We ran a Prowler scan for unused resources and found:
- 847 GB of EBS snapshots older than 90 days with no corresponding running instance — $82/month
- 14 unattached Elastic IPs at $3.60/month each — $50/month
- CloudWatch Logs groups with indefinite retention (many app teams had set no expiration policy) — $1,200/month once we set 30-day retention on non-compliance logs
- 6 load balancers with no registered targets — $16/month each
- An unused ElastiCache cluster, still running, from a caching experiment 18 months ago — $340/month
We cleaned these up and wired the Prowler scan into the weekly ops review. An orphaned resource report in a Slack channel means the next graveyard doesn't accumulate quietly for 18 months.
4. S3 Intelligent-Tiering fix: -$17K
S3 Intelligent-Tiering automatically moves objects between storage tiers based on access patterns — a reasonable choice for unpredictable access workloads. The catch: Intelligent-Tiering has a monitoring fee per object, and it doesn't activate tier transitions until an object is at least 128 KB. For small objects, you pay the monitoring overhead but never get the tier-transition savings.
Their largest S3 bucket held hundreds of millions of small objects — thumbnail images, log fragments, JSON event payloads. All enrolled in Intelligent-Tiering. The monitoring charges exceeded what Standard-IA would have cost for the same access pattern. We migrated the small-object buckets to Standard-IA with a lifecycle rule to Glacier after 90 days. The per-object monitoring charges disappeared.
What we didn't do
A few things that look like easy wins on a cost report but aren't:
- We didn't aggressively spot-instance the production workload. Spot instances can save 70-90% over on-demand but require stateless, interruption-tolerant workloads. Their API tier wasn't designed for sudden instance termination. Saving $40K and introducing a P95 latency spike during spot interruptions isn't a good trade for a B2B product.
- We didn't consolidate databases to save on RDS licensing. They had three small RDS instances that, from a cost standpoint, could theoretically be consolidated. But each served a different service with different maintenance windows and failover requirements. Consolidating to save $400/month would have created a shared failure domain. Not worth it.

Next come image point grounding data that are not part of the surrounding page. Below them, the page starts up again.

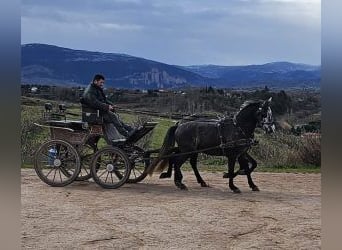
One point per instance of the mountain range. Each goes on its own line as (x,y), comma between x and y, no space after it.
(49,64)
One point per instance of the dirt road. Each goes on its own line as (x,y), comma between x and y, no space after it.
(154,214)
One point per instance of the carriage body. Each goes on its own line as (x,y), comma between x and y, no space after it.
(71,153)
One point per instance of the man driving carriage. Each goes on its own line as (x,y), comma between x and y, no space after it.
(94,97)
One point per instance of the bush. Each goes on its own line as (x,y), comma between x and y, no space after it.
(310,150)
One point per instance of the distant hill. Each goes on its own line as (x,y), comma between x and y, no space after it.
(48,64)
(276,74)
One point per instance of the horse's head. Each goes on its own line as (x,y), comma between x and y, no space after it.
(264,117)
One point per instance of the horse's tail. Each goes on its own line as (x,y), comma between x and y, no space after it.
(167,148)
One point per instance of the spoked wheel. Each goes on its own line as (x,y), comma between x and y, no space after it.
(86,153)
(57,163)
(139,163)
(110,167)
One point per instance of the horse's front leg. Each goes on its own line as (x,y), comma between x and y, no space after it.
(232,175)
(193,162)
(167,174)
(249,169)
(178,174)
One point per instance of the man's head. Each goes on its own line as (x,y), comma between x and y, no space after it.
(99,80)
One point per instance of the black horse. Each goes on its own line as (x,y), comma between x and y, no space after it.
(246,161)
(230,137)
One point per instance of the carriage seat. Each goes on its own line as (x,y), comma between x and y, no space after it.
(75,125)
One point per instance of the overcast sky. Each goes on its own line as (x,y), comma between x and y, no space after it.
(182,32)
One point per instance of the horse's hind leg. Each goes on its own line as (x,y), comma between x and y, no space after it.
(231,174)
(193,162)
(249,160)
(167,174)
(178,162)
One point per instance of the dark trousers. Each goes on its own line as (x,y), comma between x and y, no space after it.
(111,129)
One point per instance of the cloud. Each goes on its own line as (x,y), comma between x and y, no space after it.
(181,31)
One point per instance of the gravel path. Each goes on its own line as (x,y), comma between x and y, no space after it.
(154,214)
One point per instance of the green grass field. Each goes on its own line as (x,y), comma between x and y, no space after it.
(31,111)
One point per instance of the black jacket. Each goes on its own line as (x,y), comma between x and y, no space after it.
(94,97)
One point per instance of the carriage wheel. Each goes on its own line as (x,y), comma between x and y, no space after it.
(86,155)
(139,163)
(57,163)
(110,167)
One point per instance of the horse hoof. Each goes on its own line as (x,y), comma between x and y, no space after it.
(164,175)
(241,172)
(203,184)
(255,188)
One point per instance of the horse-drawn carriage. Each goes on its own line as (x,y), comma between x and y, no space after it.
(72,152)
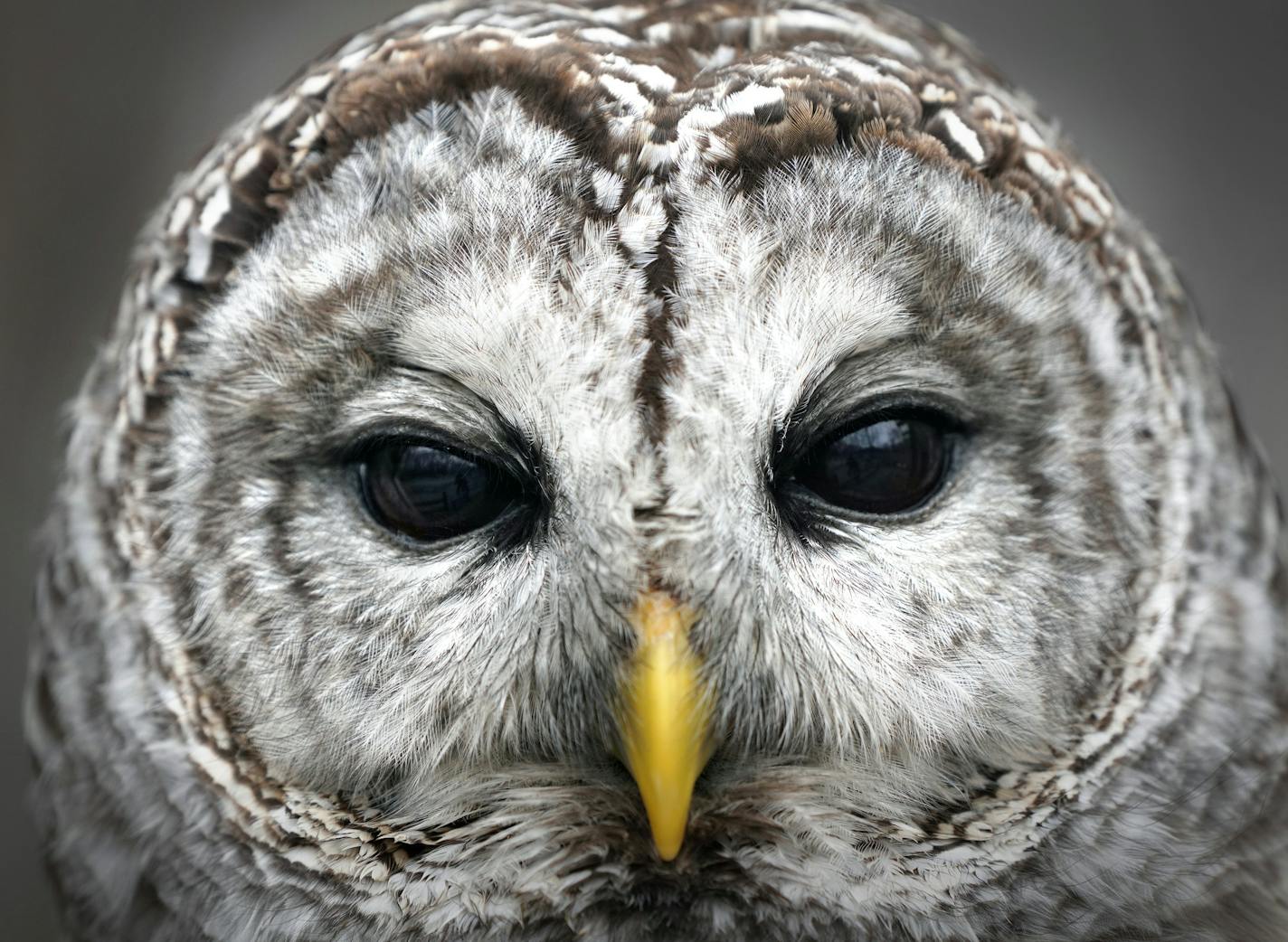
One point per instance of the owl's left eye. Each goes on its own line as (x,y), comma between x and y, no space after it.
(431,492)
(887,464)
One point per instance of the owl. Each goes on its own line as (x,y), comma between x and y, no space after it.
(693,470)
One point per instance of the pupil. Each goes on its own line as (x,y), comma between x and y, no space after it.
(433,493)
(884,467)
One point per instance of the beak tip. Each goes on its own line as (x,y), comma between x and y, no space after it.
(668,850)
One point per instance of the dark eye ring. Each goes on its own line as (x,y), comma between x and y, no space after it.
(886,464)
(431,492)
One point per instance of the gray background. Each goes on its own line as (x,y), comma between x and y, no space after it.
(1180,106)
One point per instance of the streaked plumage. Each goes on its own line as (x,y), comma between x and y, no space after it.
(640,249)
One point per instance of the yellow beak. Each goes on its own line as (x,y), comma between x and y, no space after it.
(666,719)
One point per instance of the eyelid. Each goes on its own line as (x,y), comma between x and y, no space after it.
(507,453)
(799,439)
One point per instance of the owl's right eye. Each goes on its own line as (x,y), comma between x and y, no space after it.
(431,492)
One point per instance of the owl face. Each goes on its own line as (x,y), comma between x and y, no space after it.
(689,471)
(444,431)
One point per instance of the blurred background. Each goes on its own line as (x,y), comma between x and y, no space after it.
(1180,105)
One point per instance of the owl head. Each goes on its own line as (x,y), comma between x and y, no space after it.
(641,470)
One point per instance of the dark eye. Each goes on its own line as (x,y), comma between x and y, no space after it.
(429,492)
(887,465)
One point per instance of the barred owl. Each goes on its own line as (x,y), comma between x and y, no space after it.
(705,470)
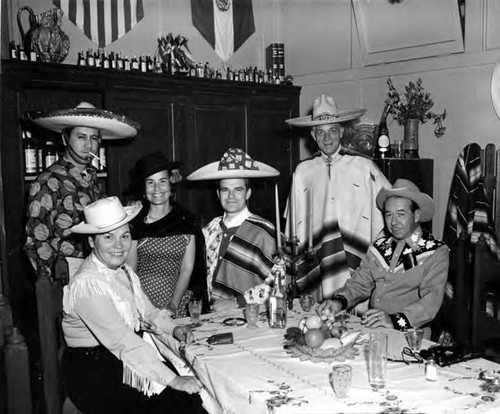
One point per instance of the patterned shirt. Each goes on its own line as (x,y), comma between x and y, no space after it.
(56,201)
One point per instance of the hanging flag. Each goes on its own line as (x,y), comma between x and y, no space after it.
(225,24)
(102,21)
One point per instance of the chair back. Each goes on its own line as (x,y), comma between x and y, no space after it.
(485,296)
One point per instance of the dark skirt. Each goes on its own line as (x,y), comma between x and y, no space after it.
(93,380)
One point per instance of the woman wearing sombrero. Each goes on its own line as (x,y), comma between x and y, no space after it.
(108,367)
(59,194)
(239,245)
(338,192)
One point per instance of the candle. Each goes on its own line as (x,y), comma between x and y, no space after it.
(293,217)
(310,218)
(278,231)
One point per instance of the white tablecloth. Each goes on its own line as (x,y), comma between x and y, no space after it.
(256,375)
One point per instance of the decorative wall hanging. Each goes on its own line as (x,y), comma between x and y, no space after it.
(103,21)
(225,24)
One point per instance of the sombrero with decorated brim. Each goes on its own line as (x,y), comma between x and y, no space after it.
(325,111)
(105,215)
(235,163)
(111,125)
(407,189)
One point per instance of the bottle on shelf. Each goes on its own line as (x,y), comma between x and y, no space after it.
(102,159)
(13,51)
(277,299)
(383,143)
(30,155)
(50,155)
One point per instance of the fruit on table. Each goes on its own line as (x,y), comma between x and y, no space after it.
(314,338)
(314,322)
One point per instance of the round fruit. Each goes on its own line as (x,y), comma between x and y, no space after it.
(314,321)
(314,338)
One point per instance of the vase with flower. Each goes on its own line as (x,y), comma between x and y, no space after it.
(412,108)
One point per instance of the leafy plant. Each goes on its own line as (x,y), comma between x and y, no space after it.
(414,103)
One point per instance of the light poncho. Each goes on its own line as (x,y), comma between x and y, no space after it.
(105,307)
(345,217)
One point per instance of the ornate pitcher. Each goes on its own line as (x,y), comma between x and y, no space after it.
(45,35)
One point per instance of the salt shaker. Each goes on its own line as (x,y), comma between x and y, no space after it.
(430,370)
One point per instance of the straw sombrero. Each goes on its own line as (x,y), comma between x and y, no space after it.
(325,111)
(235,163)
(407,189)
(111,125)
(105,215)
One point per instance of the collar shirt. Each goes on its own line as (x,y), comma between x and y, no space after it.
(103,306)
(406,280)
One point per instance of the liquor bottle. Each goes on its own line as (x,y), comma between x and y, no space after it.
(277,299)
(13,51)
(81,60)
(30,156)
(383,144)
(49,154)
(102,159)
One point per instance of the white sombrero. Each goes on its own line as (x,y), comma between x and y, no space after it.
(235,163)
(111,125)
(495,88)
(325,111)
(407,189)
(105,215)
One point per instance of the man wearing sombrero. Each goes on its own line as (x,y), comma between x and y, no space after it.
(403,273)
(59,194)
(335,194)
(239,245)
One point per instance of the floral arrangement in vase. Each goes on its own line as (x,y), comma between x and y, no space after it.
(414,103)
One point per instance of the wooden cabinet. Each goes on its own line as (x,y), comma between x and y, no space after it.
(192,120)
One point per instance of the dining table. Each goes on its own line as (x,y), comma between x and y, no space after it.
(256,374)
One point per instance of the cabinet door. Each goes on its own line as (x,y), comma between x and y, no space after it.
(156,113)
(217,123)
(270,141)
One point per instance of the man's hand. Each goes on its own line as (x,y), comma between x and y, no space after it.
(183,334)
(221,305)
(329,308)
(185,383)
(375,318)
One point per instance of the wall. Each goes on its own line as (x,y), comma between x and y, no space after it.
(460,83)
(160,18)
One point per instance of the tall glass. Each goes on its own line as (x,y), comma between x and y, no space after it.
(377,360)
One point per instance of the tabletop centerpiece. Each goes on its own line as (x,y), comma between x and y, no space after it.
(412,108)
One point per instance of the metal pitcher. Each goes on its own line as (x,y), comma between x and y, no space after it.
(45,35)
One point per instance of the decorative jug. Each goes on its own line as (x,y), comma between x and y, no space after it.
(45,35)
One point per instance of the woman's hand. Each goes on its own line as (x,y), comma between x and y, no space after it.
(375,318)
(183,334)
(186,383)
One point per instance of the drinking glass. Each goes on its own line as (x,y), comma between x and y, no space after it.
(306,302)
(414,338)
(377,360)
(194,307)
(252,315)
(340,380)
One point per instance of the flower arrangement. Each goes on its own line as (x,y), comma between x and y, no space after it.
(414,103)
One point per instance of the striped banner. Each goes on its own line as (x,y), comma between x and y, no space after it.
(103,21)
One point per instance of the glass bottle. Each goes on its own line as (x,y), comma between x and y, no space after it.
(383,144)
(431,370)
(30,157)
(277,299)
(50,156)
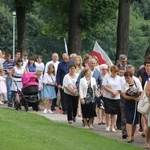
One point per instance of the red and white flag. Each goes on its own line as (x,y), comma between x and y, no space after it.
(100,54)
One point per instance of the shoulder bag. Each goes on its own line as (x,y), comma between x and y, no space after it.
(143,105)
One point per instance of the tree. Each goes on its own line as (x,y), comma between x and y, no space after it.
(81,19)
(22,7)
(74,36)
(123,28)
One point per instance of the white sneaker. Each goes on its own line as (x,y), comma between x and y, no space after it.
(45,111)
(1,103)
(113,130)
(107,129)
(49,111)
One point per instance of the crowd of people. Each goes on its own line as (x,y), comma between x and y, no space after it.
(77,79)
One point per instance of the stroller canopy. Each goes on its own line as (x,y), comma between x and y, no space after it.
(29,79)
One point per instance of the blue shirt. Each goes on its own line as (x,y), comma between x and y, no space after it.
(63,69)
(31,68)
(8,65)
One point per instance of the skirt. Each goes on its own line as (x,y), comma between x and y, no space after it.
(111,106)
(88,110)
(16,86)
(3,88)
(132,116)
(49,92)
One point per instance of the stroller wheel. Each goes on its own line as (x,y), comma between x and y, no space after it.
(37,108)
(26,107)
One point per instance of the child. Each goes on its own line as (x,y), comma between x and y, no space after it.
(3,89)
(49,93)
(39,77)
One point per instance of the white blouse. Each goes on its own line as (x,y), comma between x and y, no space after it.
(49,78)
(111,83)
(70,82)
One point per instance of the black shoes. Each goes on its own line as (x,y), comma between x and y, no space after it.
(124,136)
(65,112)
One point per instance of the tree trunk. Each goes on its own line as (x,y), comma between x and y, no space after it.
(21,27)
(74,37)
(123,28)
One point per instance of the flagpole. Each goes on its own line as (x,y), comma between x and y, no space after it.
(66,48)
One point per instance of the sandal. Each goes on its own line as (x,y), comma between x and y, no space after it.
(146,146)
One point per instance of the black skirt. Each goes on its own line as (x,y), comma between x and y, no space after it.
(88,110)
(111,106)
(131,113)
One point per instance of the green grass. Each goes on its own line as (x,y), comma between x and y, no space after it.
(20,130)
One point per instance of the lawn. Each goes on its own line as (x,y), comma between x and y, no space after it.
(20,130)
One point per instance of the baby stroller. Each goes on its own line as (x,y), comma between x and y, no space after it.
(30,91)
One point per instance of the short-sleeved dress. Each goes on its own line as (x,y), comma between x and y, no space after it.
(17,83)
(88,110)
(130,106)
(48,90)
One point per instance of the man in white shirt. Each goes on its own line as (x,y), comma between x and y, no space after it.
(25,58)
(55,62)
(129,68)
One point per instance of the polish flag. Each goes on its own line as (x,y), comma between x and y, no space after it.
(100,54)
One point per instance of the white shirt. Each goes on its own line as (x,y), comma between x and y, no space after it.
(48,78)
(111,83)
(68,81)
(54,63)
(122,81)
(39,66)
(125,86)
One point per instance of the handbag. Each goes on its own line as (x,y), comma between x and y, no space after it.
(97,93)
(143,105)
(89,100)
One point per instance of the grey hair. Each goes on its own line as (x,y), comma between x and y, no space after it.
(122,57)
(130,66)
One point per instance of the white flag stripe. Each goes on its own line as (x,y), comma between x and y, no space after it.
(98,49)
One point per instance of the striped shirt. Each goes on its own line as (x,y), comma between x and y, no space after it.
(8,65)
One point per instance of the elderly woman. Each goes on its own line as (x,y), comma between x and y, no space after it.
(100,108)
(71,94)
(86,88)
(111,98)
(147,117)
(130,104)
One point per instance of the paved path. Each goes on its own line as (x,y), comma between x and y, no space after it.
(57,116)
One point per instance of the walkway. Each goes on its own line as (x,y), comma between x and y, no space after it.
(57,116)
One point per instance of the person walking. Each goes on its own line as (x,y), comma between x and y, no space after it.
(49,93)
(63,69)
(86,89)
(70,90)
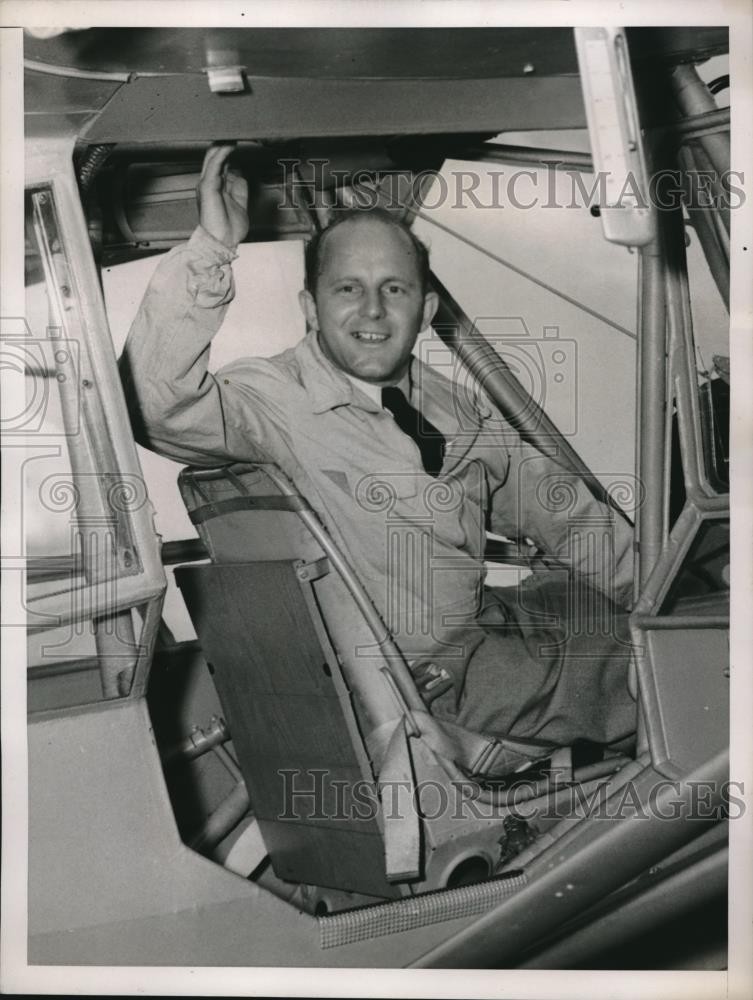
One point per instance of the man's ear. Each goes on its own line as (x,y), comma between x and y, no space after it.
(431,304)
(308,308)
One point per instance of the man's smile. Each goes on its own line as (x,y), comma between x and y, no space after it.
(370,337)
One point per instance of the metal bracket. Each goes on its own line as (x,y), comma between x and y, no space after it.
(310,571)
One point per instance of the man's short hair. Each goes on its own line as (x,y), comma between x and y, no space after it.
(314,253)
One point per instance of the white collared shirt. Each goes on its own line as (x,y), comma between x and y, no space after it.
(374,392)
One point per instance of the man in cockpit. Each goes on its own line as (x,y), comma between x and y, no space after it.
(405,479)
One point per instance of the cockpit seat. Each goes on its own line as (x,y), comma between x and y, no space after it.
(354,784)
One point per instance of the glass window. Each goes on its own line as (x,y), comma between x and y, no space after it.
(76,503)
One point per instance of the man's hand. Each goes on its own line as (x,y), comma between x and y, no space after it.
(222,195)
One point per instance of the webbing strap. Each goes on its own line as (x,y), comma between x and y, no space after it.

- We didn't fight the S3 data retrieval costs on the archival tier. Some cost lines are cheap for a reason — the data is cold, retrieval is slow, and the application handles that correctly. Optimizing the wrong things is its own kind of waste.
The outcome
- AWS spend: $380K → $200K annualized (47% reduction)
- Savings: $180K/year, from 90 days of work
- Reliability impact: None — no incidents during the optimization, no feature degradation
- Side effect: The tagging exercise gave them a clean cost-allocation model for the first time. Finance could now attribute infrastructure spend to product lines, which unlocked a meaningful conversation about which services were actually profitable.
"We had no idea we were spending $68K a year on data transfer. The whole optimization paid for itself in the first month and we didn't have to change anything users touch."
The pattern we see everywhere
Cloud bills grow in the dark. Engineers make reasonable local decisions — leave the dev environment up this week, create a snapshot before the migration, spin up that extra capacity before the product launch — and nobody steps back to look at the aggregate. By the time the bill is large enough to be conspicuous, there are years of accumulated decisions to untangle.
The fix isn't a one-time cleanup. It's building the visibility and accountability that makes the next 18 months different: cost-allocation tags enforced in CI, a weekly Slack report on unusual spend spikes, lifecycle policies on everything, and an auto-shutdown policy for non-production environments that requires an explicit opt-out rather than an explicit opt-in. That's the infrastructure that keeps the bill from growing back.